Estamos a viver um tempo
politicamente interessante, mobilizador, cheio de atractivos, mas também muito perigoso,
porque se adensam os riscos de total definhamento da democracia. Como pano de
fundo temos uma séria crise da democracia que se tem vindo a intensificar com
assustadora celeridade. A estruturação de uma ditadura financeira na Europa
tornou-se evidente com o caso Grécia. Já não é necessária grande perspicácia
política para compreender que a perda de soberania desagua na extinção da
democracia efectiva no interior de cada pátria europeia.

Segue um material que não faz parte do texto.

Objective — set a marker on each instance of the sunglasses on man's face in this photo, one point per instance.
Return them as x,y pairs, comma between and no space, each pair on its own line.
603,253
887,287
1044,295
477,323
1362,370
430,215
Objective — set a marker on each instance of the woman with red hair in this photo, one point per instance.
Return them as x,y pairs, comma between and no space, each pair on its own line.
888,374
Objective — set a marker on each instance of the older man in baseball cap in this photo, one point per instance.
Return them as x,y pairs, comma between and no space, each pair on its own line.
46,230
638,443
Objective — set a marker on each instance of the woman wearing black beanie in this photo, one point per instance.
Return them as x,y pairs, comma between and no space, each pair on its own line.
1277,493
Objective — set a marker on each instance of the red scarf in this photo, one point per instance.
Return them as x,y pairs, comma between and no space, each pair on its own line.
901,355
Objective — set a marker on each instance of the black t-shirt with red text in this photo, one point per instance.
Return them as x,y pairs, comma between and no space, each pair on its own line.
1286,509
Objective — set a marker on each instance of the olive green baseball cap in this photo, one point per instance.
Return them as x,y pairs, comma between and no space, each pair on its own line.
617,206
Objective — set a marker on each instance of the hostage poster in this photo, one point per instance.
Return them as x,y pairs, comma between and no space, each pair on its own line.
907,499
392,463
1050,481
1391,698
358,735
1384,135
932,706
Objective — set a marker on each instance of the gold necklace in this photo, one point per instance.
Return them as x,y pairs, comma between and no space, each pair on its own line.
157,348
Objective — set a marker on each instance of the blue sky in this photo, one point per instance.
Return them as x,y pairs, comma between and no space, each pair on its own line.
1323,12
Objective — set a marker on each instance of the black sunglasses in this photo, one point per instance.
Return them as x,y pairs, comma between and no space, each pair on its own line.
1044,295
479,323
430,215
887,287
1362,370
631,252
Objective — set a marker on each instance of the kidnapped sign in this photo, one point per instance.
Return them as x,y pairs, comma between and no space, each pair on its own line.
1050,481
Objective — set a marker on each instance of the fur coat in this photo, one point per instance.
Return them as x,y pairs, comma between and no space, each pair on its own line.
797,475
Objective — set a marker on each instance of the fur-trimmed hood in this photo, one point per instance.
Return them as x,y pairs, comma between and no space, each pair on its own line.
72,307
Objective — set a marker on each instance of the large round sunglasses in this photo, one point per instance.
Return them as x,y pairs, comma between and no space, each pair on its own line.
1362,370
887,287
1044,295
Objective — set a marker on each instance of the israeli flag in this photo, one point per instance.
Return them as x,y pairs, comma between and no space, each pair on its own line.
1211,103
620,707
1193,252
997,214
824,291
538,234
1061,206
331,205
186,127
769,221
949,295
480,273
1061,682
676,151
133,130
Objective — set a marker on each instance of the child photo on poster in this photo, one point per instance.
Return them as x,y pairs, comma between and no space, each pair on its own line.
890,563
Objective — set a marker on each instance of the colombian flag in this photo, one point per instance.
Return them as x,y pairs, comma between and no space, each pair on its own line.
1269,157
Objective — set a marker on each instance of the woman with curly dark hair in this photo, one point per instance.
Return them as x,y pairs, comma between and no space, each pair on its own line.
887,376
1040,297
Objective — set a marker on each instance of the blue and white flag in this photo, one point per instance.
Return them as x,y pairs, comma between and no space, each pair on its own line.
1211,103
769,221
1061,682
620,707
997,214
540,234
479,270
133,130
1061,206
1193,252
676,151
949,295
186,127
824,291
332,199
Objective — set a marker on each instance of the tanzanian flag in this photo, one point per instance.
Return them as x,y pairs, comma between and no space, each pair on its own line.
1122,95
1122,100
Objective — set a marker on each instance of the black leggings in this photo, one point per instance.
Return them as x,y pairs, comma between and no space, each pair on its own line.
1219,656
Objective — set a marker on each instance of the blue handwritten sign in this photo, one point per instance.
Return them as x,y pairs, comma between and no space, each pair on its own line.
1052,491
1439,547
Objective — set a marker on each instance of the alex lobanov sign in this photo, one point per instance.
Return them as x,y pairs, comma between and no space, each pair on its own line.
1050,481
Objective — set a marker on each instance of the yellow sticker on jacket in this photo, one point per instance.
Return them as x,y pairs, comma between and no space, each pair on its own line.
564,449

No espaço nacional, emergiu, de
modo súbito, uma situação inédita na história desta nossa 2ªRepública: a
hipótese de concretização da tão sonhada e apregoada unidade de esquerda. Este
surpreendente agitar de águas em torno da procura de solução governativa,
motivado pela lúcida atitude do PCP de viabilizar um governo minoritário do PS
como primeiro gesto destinado a travar a onda antidemocrática gerada pela tão
em voga ideologia do austeritarismo, parece-me
concorrer para um promissor reavivar da chama da democracia.
Actuando de forma aparentemente
concertada, PCP e BE desferem forte e certeiro golpe na tão nefasta quanto
reaccionariamente empobrecedora política do “não há alternativa”. Toda esta agitação
tem tido, para mim, entre outras, a virtude de possuir especial utilidade
prática: pôr a nu o falso socialismo de muitos socialistas. Fez cair as velhas máscaras,
deixando bem expostos os perfis ideológicos reais de gente que tem passado a
vida a fingir que é de esquerda, que é socialista, que é contrário aos
interesses do universo direitista da coligação PaF, quando na realidade
pertence exactamente ao mesmo universo de interesses. Uma consolidada irmandade.
O exemplo mais exuberante deste
útil efeito imediato das negociações do PS com os partidos situados à sua
esquerda foi-nos oferecido pelo ex e pelo actual líder de uma central sindical,
a UGT. João Proença e Carlos Silva apressaram-se a vir a terreiro manifestar o
seu pavor. Assumiram protagonismo de solistas num coro de sujeitos mascarados
de socialistas, onde melodiam sob a batuta de destacados dirigentes do PS, e
até de putativos candidatos ao lugar de secretário-geral do partido. Um coro
que agora faz triunfante tournée pelos canais televisivos, bem como por todo o
restante território da comunicação social.
Após os mais agressivos quatro anos de política
contra o bem-estar dos trabalhadores, depois de uma política que gerou a maior transferência
de riqueza do trabalho para o capital de que há memória no Portugal
contemporâneo, estes sujeitos utilizadores do disfarce de representantes dos
trabalhadores, exemplo daquilo a que chamo o kitsch político, vêm afirmar que a única boa solução é manter no
poder os autores dessa política, através de uma aliança do PS com a coligação de
direita. O que, a concretizar-se, consistiria também grave traição ao sentido
de voto dos socialistas autênticos, que foram votar no passado dia 4 de Outubro
com o objectivo prioritário de varrer do poder esses inimigos dos trabalhadores
e da própria democracia, pois o discurso do “não há alternativa” é, por
definição, uma forma de negar a possibilidade de existir uma sociedade livre e democrática.
É a negação da possibilidade de escolha por parte do cidadão. Óbito da democracia.
A esperançosa unidade de esquerda
pode acabar por não se concretizar; mas a tentativa de a edificar teve já este
grande mérito: fazer cair as máscaras. Um belo contributo para o premente combate
ao kitsch político.
João Maria de Freitas-Branco
[Artigo de opinião, jornal PÚBLICO, edição de Domingo, 18 de Outubro de 2015, p.52]
"No espaço nacional, emergiu, de modo súbito, uma situação inédita na história desta nossa 2ªRepública: a hipótese de concretização da tão sonhada e apregoada unidade de esquerda. Este surpreendente agitar de águas em torno da procura de solução governativa, motivado pela lúcida atitude do PCP de viabilizar um governo minoritário do PS como primeiro gesto destinado a travar a onda antidemocrática gerada pela tão em voga ideologia do austeritarismo, parece-me concorrer para um promissor reavivar da chama da democracia."